Little wonder, then, that the reform is not major. “Last year, the new consumer protection agency seemed very powerful, but it is no longer the case; banks were strongly opposed to the idea of creating this public body and they succeeded in weakening it,” Levinthal said. He explained by way of example that most derivatives are not regulated by the bill.

In fact, the success of the lobbying of the banks “is also measured by a yardstick of what isn’t included in the project” notes Allison.

“There is no measure like ‘Glass-Steagall’, a law that separated commercial banks from investment banks after the Great Depression and which was abolished in 1999, and so the demarcation line between commercial and investment banks will remain blurred.”

“It’s the abolition of Glass-Steagall that favoured the creation of these mammoths which are posing systemic risks to the economy,” says Allison.

Deterrence and prevention

In addition to restoring Glass-Steagall, the main ingredients for real reform could include deterrence and prevention.

“As a deterrent, Congress should triple the fines and make them mandatory and immediate for each violation of the law so that a bank violating the law by up to $100 million is punishable by a fine of $300 million,” suggested Bradley Birkenfeld, the whistleblower behind a tax fraud scandal at UBS who is now serving a jail term.

“On the prevention side, Congress should prohibit companies from contributing financially to political life, whether the banks are American or not.”

But there is no real chance of Congress and Senate including such ingredients for fundamental reform in their compromise text before they are signed off by Obama.

Marie-Christine Bonzom in Washington, swissinfo.ch

Since early 2010, Credit Suisse has given 51% of its political donations to Democratic friends of Barack Obama and 49% to Republican representatives.

UBS bet on the opposition Republicans, giving them 54% of their donations.

In the debate on reform, UBS and Credit Suisse funds will go especially to members of the Committee on Financial Services of the House and Senate Banking Committee, two organs that play a key role in drafting the text.

(Source: Center for Responsive Politics)

Wall Street is bracing itself for the most comprehensive series of reforms since the 1930s, following the financial crisis that erupted two years ago.

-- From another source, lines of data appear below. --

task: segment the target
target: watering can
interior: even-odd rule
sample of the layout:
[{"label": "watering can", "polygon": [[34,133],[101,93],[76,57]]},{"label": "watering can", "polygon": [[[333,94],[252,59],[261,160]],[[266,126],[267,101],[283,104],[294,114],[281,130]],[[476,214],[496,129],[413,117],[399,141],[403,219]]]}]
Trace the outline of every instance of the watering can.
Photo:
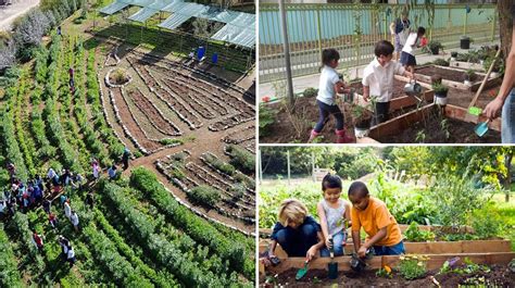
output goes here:
[{"label": "watering can", "polygon": [[417,95],[422,93],[422,86],[416,83],[416,79],[412,79],[404,85],[404,92],[407,96],[414,97],[418,102],[422,102],[422,99],[417,97]]},{"label": "watering can", "polygon": [[490,120],[487,120],[486,122],[480,122],[474,127],[474,132],[476,133],[477,136],[482,137],[485,134],[488,132],[488,123]]},{"label": "watering can", "polygon": [[297,272],[296,280],[300,280],[300,279],[302,279],[302,277],[305,276],[305,274],[307,273],[307,263],[310,263],[310,260],[306,258],[305,261],[304,261],[304,267],[300,268]]},{"label": "watering can", "polygon": [[329,239],[330,248],[330,262],[327,264],[327,270],[329,271],[329,279],[338,278],[338,262],[335,262],[335,243],[332,242],[332,238]]}]

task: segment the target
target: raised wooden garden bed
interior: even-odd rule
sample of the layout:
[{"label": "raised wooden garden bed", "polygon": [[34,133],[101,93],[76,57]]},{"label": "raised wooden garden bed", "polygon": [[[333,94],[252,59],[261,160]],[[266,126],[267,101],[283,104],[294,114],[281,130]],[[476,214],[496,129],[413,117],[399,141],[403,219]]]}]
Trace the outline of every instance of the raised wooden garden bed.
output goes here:
[{"label": "raised wooden garden bed", "polygon": [[[473,82],[472,86],[468,86],[463,83],[465,71],[460,68],[437,65],[424,65],[415,68],[415,78],[420,82],[420,85],[423,85],[423,83],[427,84],[423,85],[423,87],[430,88],[431,76],[435,75],[440,75],[442,77],[442,84],[448,87],[473,91],[479,89],[479,86],[481,86],[481,82],[486,76],[483,73],[476,73],[476,79]],[[409,80],[409,78],[400,75],[395,75],[395,78],[404,82]],[[500,77],[489,78],[485,84],[485,89],[498,85],[499,79]]]},{"label": "raised wooden garden bed", "polygon": [[[420,109],[417,109],[415,111],[409,112],[406,114],[403,114],[401,116],[391,118],[385,123],[381,123],[379,125],[376,125],[370,128],[370,132],[368,134],[368,138],[372,139],[366,139],[365,138],[359,138],[357,142],[373,142],[373,141],[378,141],[378,142],[398,142],[398,141],[403,141],[403,142],[416,142],[414,139],[397,139],[397,138],[403,138],[402,133],[405,133],[407,129],[416,129],[414,128],[414,125],[416,123],[420,123],[424,120],[428,120],[429,116],[435,113],[436,110],[438,110],[436,104],[428,104],[426,107],[423,107]],[[459,139],[456,142],[463,141],[463,142],[482,142],[482,141],[491,141],[495,142],[497,138],[499,138],[500,142],[500,130],[501,130],[501,120],[495,118],[492,120],[489,123],[489,128],[492,130],[490,134],[491,137],[489,138],[478,138],[475,136],[474,133],[474,126],[479,123],[479,122],[485,122],[487,118],[485,116],[472,116],[468,115],[468,111],[465,108],[460,108],[455,105],[445,105],[441,110],[442,116],[449,121],[450,124],[452,125],[462,125],[463,127],[456,127],[455,133],[461,133],[466,136],[470,136],[470,139],[465,139],[459,137],[457,134],[451,135],[452,137]],[[465,127],[466,126],[466,127]],[[429,128],[428,128],[429,129]],[[435,127],[436,130],[438,130],[438,127]],[[429,129],[430,132],[431,129]],[[451,130],[449,130],[452,133]],[[415,134],[416,132],[413,130],[411,132],[412,134]],[[436,132],[435,132],[436,133]],[[406,138],[406,137],[404,137]],[[430,140],[429,140],[430,141]],[[440,142],[440,141],[439,141]]]}]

US President Barack Obama personally put his weight behind the reforms – that could come into force as early as July 4 this year – despite enormous opposition from the financial sector.

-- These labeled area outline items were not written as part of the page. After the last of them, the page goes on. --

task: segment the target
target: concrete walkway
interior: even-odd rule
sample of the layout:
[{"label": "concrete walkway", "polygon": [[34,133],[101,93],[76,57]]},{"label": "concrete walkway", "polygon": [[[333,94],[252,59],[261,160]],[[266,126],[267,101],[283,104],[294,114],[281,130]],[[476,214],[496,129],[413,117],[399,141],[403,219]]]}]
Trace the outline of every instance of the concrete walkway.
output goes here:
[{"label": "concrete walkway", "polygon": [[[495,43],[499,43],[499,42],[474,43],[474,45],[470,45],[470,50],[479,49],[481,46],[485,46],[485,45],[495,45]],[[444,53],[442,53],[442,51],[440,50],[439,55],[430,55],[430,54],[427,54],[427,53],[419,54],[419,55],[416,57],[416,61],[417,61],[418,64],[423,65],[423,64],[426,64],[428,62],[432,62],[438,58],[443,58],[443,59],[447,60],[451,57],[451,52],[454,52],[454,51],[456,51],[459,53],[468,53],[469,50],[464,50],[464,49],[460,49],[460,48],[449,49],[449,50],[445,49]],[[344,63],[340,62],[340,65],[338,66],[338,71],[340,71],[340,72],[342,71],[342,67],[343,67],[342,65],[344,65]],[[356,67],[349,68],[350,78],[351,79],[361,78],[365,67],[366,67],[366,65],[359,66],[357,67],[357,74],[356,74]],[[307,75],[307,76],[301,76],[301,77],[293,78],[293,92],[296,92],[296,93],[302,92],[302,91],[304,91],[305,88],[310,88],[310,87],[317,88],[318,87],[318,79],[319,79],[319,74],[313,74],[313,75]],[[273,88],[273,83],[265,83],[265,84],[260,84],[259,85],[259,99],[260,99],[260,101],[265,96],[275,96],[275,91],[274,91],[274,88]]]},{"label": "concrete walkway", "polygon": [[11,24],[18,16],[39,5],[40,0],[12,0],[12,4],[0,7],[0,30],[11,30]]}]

Last month the US Senate passed a bill that would force banks to take fewer risks with their own money, compel mortgage borrowers to prove that they could pay back their debts and give the Federal Reserve powers to take control of failing large firms.

The various financial watchdogs could be brought together to form a Council of Regulators”.

The derivatives market – a largely unregulated form of trading seen by many to have been at the heart of the crisis – would also face tougher restrictions.

The reforms, that have yet to be fully rubber stamped by legislators, could also give regulators a say on compensation practices.

A new consumer protection agency to clamp down on credit card and mortgage lending agencies could also be created when Obama signs the final version of the bill.

A separate bill along the same lines has already been passed by the House of Representatives.

Although both bills are very similar, they do contain some differences so the two legislative houses must now find a way to merge them – a process known as reconciliation.

Since January, Credit Suisse has invested more money in political life in Washington than any other non-US bank, with more than $2 million given as donations to election campaigns for the November elections and in lobbying Congress).

UBS is also very active, giving more than $700,000.

But in the top 100 companies most financially present in American political circles since 1989, UBS is ahead of Credit Suisse. In this ranking, UBS comes 51st, is the third non-US company, after two British companies and ahead of Credit Suisse (63rd).